Pharo VM Transpiler: Wrapping up
Progress done while contributing for Google Summer of Code
Another 6 weeks have passed! This is all the work done on the second half of my GSoC project
Development
Wrapping up validations
Pull Requests: #662
In the previous article I went pretty in-depth on validations, however, one small feature that I was eager to implement since starting the project was displaying these validations on the IDE so that the developer would save even more time compared to throwing an error during the transpilation.
The most natural way of displaying this information was as a linter rule, in this case, a new linter rule was added to check for redundant type declarations (for more details on the validation check my previous article).
Implementation
Linter rules in Pharo are implemented as classes, which must be a subclass of ReAbstractRule
, this provides you with a simple interface where a method receives a node and answers whether that RbAST node is valid or not
ReSlangRedundantTypeDeclarationRule >> basicCheck: aNode [
^ aNode isPragma and: [
aNode isTypeDefinition and: [
(aNode methodNode allDefinedVariables includes:
(aNode argumentAt: #var:) value) not ] ]
]
And that's it, this is how the linter rule shows up!
Type guided translations
Pull Requests: #683 (pending as of writing this article)
The issue
The last feature I worked on was based on a preexisting issue that had to do with the '&' operator in Pharo, to understand it let's use this code example
AClass >> aMethod
| result1 result2 |
result1 := self anOperation.
result2 := self anotherOperation.
^result1 & result2
How should the last line be translated? Well it actually depends on the type, when result1
and result2
are booleans the &
is a logical and which is translated as &&
in C. On the other hand, if they are numbers then the &
is a bit and, which is represented with the &
symbol.
Tapping into the translation pipeline
To get this behavior I had to modify the CAST generation, many operations are actually "intercepted" by this dictionary to add logic before the CAST. We can use it to call a method generateCASTInferredAnd
which handles the type guided translation.
CCodeGenerator >> initializeCASTTranslationDictionary [
| pairs |
castTranslationDict := Dictionary new: 200.
pairs := #(
#& #generateCASTInferredAnd:
#| #forbiddenSelector:
#abs #generateCASTAbs:
#and: #generateCASTSequentialAnd:
(...)
Dealing with string-based types
The biggest issue for this implementation was dealing with types, because these are handled as strings, for example, take a look at the way a constant's type is inferred
TConstantNode >> typeOrNilFrom: aCodeGenerator in: aTMethod [
| hb |
value isInteger
ifTrue:
[value positive
ifTrue:
[hb := value highBit.
hb < 32 ifTrue: [^#int].
hb = 32 ifTrue: [^#'unsigned int'].
hb = 64 ifTrue: [^#'unsigned long long'].
^#'long long']
ifFalse:
[hb := value bitInvert highBit.
hb < 32 ifTrue: [^#int].
^#'long long']].
value isFloat ifTrue: [^#double].
(#(nil true false) includes: value) ifTrue: [^#int].
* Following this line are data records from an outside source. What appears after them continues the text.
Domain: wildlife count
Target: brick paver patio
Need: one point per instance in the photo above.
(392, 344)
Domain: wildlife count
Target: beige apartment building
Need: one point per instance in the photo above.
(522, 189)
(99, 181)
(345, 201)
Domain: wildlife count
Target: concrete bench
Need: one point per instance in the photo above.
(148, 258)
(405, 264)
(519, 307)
(value isString and: [value isSymbol not]) ifTrue: [^#'char *'].
^nil
]
Not only are they all strings but this example displays the biggest issue, the boolean type is the same as the number type, which is int
. The solution we came up with was using objects that would wrap the string type and also be able to answer if they are boolean or not. This worked great however it needed changing a bunch of logic around the type system.
An important note is that this PR only transforms some strings into objects, the co-living of these representations is painful and transitioning completely to objects is a must.
Generating the CAST based on type
Once we can deduce if the type is boolean or not the actual type-guided translation has a simple implementation
CCodeGenerator >> generateCASTInferredAnd: aTSendNode [
| receiverType argumentType |
"fetch types"
receiverType := self
tTypeFor: aTSendNode receiver
in: self currentMethod.
argumentType := self
tTypeFor: aTSendNode arguments first
in: self currentMethod.
"if types are different then throw an error"
receiverType ~= argumentType ifTrue: [ TypeError signal: 'Cannot infer & type'].
"translate depending on type"
^ receiverType isBoolean
ifTrue: [ self generateCASTAnd: aTSendNode ]
ifFalse: [ self generateCASTBitAnd: aTSendNode ]
Now that the types are reified, this could be implemented for any operation!
Conclusions
Wrapping up my GSoC when I look back at my proposal although it wasn't a rigid path, the main goal of improving the development experience was achieved in several ways!
Lastly, I'd like to thank my mentors, they helped me every step of the way.